Recall after a routine Mammogram. Cannot do this...

I have had mental health problems since I was a child mainly extreme anxiety.  I am now 55. I take daily medication, but of course it does not deal with it all.

I always have mammograms and smear tests when called for them. I am now 55. I have never had any problems fortunately.

There is no history of cancer on either both sides of my family. Mental health issues, yes and plenty, but no cancer.

I did not expect the letter I received today. I have to go to hospital in a few days, on Thursday, as I need further investigations.

My anxiety is off the scale.I have taken my daily medication plus Diazepam that I have prescribed, and I still feel like I am going through the roof with anxiety. 

I cannot cope. 

I cannot deal with this. I just know this is it. I am going to have Cancer.

How people with diagnosed Cancer, cope, I will never know, but that must be testament to their strength or personality type.  I am not strong emotionally.

How do people with any form of mental illness, cope?

Sorry for going on like I am, but I am so scared. I feel like this is a bad dream.

My thoughts are with every single person who is dealing with Cancer. I wish you all the very best and hope that you can be free from it eventually. 

 

  • I think the tumor marker would be a blood test.

    Not sure if they do them on the quiet.

    I know we all do it but don't believe everything you read on google. Many times I have looked up my symptoms and been convinced cancer is the only answer and it turned out nothing.
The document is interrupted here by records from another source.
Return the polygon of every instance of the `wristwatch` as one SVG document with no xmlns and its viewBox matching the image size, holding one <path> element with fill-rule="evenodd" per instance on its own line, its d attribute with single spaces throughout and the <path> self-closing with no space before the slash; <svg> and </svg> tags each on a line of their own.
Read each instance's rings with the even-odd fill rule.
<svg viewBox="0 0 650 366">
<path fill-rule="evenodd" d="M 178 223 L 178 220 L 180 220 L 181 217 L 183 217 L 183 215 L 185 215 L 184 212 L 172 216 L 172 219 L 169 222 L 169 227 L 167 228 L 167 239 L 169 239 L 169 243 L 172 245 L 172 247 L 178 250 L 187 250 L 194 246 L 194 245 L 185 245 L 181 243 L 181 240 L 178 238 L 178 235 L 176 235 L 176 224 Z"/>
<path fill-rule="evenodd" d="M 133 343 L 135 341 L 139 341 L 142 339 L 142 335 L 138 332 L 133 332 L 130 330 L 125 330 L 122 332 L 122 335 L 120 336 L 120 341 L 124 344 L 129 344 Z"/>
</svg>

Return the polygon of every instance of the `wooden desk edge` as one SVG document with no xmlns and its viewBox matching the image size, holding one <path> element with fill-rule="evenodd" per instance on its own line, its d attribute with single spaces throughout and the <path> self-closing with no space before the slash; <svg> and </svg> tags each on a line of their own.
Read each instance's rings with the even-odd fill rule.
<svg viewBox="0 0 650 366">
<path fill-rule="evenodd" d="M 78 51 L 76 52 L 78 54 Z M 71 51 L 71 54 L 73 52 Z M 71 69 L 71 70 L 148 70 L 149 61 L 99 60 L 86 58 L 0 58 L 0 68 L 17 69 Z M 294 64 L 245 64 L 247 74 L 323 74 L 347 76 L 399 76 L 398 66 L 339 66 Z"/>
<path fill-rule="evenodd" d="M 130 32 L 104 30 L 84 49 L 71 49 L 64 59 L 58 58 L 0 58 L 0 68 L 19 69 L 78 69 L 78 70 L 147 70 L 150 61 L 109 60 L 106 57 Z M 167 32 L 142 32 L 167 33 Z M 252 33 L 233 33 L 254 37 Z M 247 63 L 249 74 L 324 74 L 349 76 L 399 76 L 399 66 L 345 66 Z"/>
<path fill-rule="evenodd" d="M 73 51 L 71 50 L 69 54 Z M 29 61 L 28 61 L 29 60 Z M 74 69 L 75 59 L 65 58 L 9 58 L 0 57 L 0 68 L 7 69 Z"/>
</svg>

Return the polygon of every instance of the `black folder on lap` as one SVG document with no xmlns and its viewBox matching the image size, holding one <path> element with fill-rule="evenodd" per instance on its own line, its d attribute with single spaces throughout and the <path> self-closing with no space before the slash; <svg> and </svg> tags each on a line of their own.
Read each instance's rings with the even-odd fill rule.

    I also find consultants especially have a way of saying thngs, for example, I once had a routine ct scan and was feeling very confident all was fine... he appeared and said, I'm requesting an MRI of your liver, something has shown up.... and off he went, you can imagine what state I was in. I said to the nurse I can't cope with this, waiting for the scan and then waiting for the result... anyway, one day at a time thinking I knew what had been found I went for the result appointment in tears and a wreck. A lovely female consultant came in and said it was a liver cyst, totally nothing, most of us will have them and not even know. Another scary time that turned out ok.

  • I sent you a friend request

    Hope you don't mind.

    I'm absolutely dreading the phone call

    Living on my nerves.

    So excuse my rudeness but you have been through this once or twice?

    I keep thinking about awful things

    Living on Kalms

     

    You've been so nice explaining things to me. I really appreciate it xx

    I don't know if a gp would of done a tumour marker?